Sorry, I realize I'm bringing up something that's been brought up before, but I'm looking through the linked issues and struggling to find what you're describing. Where was a change to Omit proposed, and why was it rejected?

[RyanCavanaugh]

The problem is that a mapped type doesn't "know" what's it's doing from a higher level; all it sees is a collection of keys and some transformation to do to those keys. Since we (humans) made a type alias and named it Omit, we know that it's a function for removing properties, and since we (humans) made a type alias and named it Pick, we know that it's a function for picking individual properties. But all the mapped type is doing is operating over the set of keys of the object, and this object includes the unbounded keyset string, so the resultant type has to have the key string, with its associated type. This is consistent with its most straightforward interpretation, albeit maybe not exactly what you expected to happen given the higher-level operation you think is being implied by these human-named Omit and Pick aliases.

[TrevorBurnham]

But all the mapped type is doing is operating over the set of keys of the object, and this object includes the unbounded keyset string, so the resultant type has to have the key string, with its associated type.

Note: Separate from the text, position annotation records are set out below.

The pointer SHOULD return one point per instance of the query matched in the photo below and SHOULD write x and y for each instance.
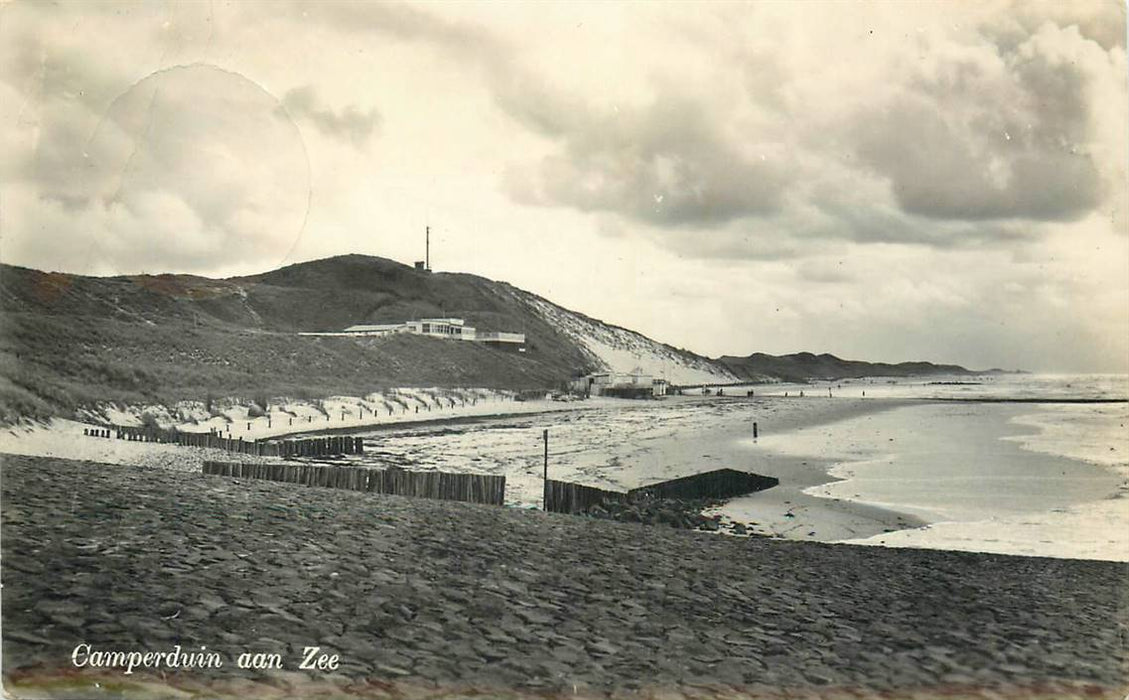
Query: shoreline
(442, 595)
(784, 510)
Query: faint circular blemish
(197, 168)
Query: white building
(436, 327)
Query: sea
(1015, 464)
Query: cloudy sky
(880, 181)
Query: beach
(426, 598)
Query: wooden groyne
(303, 447)
(568, 497)
(718, 483)
(444, 486)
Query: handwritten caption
(313, 658)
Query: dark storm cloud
(982, 139)
(350, 124)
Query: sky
(882, 181)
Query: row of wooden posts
(471, 488)
(302, 447)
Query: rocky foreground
(426, 598)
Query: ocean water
(1046, 479)
(1017, 386)
(1043, 479)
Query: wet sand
(427, 598)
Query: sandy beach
(426, 600)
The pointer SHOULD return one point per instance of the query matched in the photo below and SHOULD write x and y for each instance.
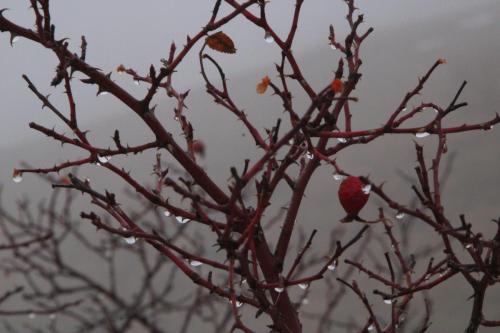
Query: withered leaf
(221, 42)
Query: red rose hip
(353, 196)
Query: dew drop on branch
(130, 240)
(303, 286)
(268, 37)
(333, 266)
(103, 159)
(338, 177)
(422, 134)
(195, 263)
(17, 176)
(400, 215)
(182, 220)
(13, 40)
(279, 289)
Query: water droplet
(268, 38)
(182, 220)
(337, 176)
(195, 263)
(103, 159)
(130, 240)
(400, 215)
(332, 266)
(422, 134)
(17, 176)
(14, 40)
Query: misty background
(409, 36)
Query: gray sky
(137, 36)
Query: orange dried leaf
(262, 86)
(337, 85)
(221, 42)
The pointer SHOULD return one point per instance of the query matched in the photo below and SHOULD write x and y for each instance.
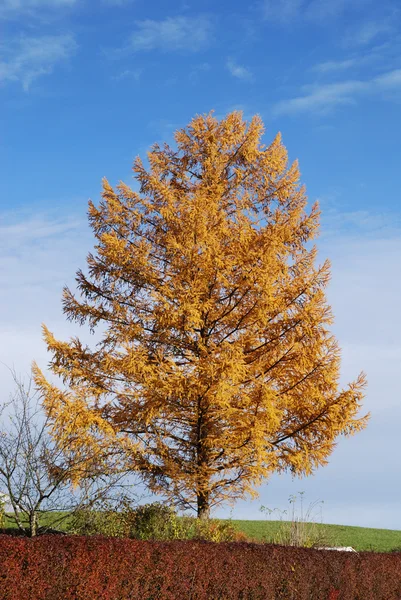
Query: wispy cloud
(28, 58)
(369, 31)
(287, 12)
(322, 99)
(13, 8)
(331, 66)
(283, 11)
(238, 71)
(128, 74)
(171, 34)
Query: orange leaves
(216, 364)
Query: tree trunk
(203, 505)
(33, 524)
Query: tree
(37, 474)
(216, 365)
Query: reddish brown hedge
(96, 568)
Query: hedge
(98, 568)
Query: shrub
(154, 521)
(302, 530)
(97, 568)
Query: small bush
(154, 521)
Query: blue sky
(85, 86)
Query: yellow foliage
(216, 365)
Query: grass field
(360, 538)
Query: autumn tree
(216, 365)
(37, 474)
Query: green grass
(360, 538)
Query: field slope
(360, 538)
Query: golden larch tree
(216, 366)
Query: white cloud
(129, 74)
(172, 33)
(287, 12)
(369, 31)
(238, 71)
(28, 58)
(331, 66)
(321, 99)
(283, 11)
(13, 8)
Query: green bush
(154, 521)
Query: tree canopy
(216, 366)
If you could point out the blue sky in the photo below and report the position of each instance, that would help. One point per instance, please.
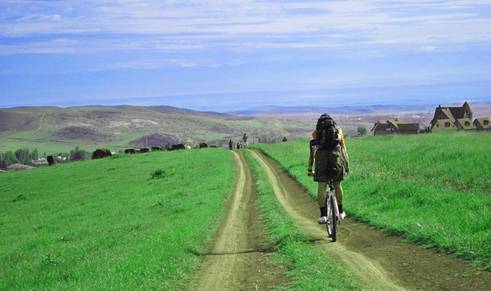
(227, 54)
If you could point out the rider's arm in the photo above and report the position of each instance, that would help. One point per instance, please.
(311, 157)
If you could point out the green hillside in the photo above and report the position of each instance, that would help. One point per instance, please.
(53, 129)
(435, 189)
(127, 222)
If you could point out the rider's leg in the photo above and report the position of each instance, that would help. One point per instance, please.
(322, 197)
(339, 195)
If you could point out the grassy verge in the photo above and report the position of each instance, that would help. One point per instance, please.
(120, 223)
(434, 189)
(309, 267)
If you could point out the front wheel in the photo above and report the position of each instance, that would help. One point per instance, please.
(331, 224)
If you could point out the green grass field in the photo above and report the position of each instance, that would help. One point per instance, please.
(435, 189)
(118, 223)
(302, 259)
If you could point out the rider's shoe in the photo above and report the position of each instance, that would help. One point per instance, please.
(342, 215)
(322, 220)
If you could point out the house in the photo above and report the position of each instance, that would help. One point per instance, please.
(452, 118)
(395, 126)
(482, 123)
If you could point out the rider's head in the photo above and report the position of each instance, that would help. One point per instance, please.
(314, 134)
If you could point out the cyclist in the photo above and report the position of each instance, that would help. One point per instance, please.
(329, 155)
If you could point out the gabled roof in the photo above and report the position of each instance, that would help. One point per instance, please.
(452, 113)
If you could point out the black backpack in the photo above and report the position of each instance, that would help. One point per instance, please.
(327, 133)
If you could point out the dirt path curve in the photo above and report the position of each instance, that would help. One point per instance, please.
(237, 260)
(377, 261)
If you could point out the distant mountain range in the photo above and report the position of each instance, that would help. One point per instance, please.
(281, 110)
(55, 129)
(118, 127)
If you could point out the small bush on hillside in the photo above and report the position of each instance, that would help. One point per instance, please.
(78, 154)
(362, 130)
(158, 174)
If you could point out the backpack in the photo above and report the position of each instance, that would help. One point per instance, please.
(327, 133)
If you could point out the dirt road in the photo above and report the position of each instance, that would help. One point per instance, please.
(238, 256)
(377, 261)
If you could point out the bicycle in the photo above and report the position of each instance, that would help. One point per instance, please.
(333, 218)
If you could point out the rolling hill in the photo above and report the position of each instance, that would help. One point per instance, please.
(52, 129)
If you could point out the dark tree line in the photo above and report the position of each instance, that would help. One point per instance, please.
(26, 156)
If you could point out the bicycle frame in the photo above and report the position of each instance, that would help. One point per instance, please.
(331, 226)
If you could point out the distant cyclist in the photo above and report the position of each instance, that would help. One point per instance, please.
(244, 139)
(329, 155)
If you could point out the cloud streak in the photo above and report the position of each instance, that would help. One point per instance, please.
(91, 26)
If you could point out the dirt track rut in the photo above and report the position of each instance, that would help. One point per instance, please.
(377, 261)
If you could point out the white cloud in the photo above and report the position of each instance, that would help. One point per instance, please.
(239, 24)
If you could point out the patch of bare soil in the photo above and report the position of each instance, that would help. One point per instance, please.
(154, 140)
(14, 121)
(376, 260)
(238, 256)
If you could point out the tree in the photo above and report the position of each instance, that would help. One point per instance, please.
(78, 154)
(362, 130)
(7, 158)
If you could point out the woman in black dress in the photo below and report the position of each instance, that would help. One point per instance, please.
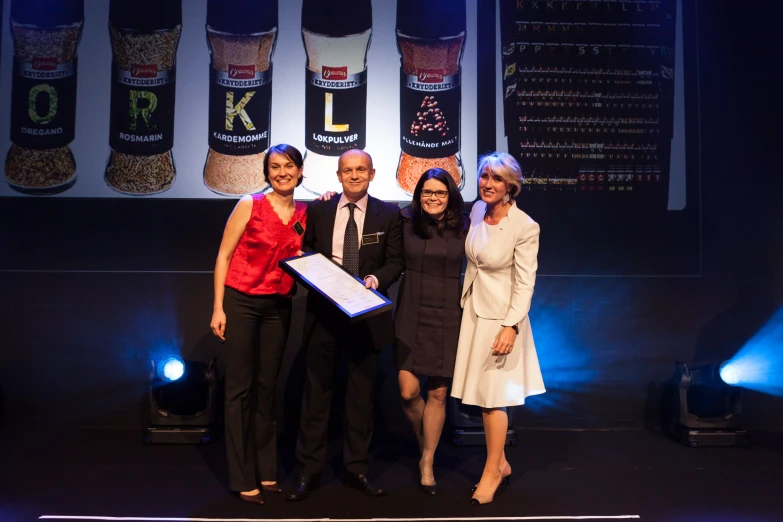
(428, 312)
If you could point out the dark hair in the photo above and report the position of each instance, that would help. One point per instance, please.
(292, 153)
(453, 219)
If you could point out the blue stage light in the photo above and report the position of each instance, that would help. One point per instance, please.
(171, 368)
(730, 373)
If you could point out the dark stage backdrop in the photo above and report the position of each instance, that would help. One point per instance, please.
(627, 285)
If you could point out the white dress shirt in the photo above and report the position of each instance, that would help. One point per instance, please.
(341, 221)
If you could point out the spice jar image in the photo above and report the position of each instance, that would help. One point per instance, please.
(144, 37)
(241, 37)
(336, 85)
(430, 40)
(43, 95)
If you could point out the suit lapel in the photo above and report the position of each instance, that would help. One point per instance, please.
(330, 214)
(371, 225)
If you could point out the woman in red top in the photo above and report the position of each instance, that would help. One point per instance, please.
(252, 315)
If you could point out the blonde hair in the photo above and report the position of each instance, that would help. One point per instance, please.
(505, 166)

That's true, but I'm not sure how that explains why Omit necessarily needs to lead to the behavior on this ticket. Returning to an example:

type NamedPlayer = {
  name: string;
  extraLives: number;
  [key: string | number]: unknown;
}

// Current behavior of Omit<NamedPlayer, 'name'>
type OmitResult1 = {
  [key: string | number]: unknown;
}

// Suggested behavior of Omit<NamedPlayer, 'name'>
type OmitResult2 = {
  extraLives: number;
  [key: string | number]: unknown;
}

As far as I can tell, an Omit utility that fits your description could return either OmitResult1 or OmitResult2. The only difference is that the current Omit implementation removes types associated with individual keys when an unbounded keyset exists. I understand why that's the case, but I don't understand why it's necessarily the case.

In terms of implementation: Since keyof T loses information when T has an indexer, is it conceivable for Omit to be based on some abstraction other than keyof? Since types are allowed to contain both an indexer and individual keys, I'd imagine that an operator that preserves all of that information would be very useful. A hand-wavy hypothetical:

keyof NamedPlayer; // string | number
propertyof NamedPlayer; // 'name' | 'extraLives' | Indexer<string | number>

[typescript-bot]

This issue has been marked as a 'Duplicate' and has seen no recent activity. It has been automatically closed for house-keeping purposes.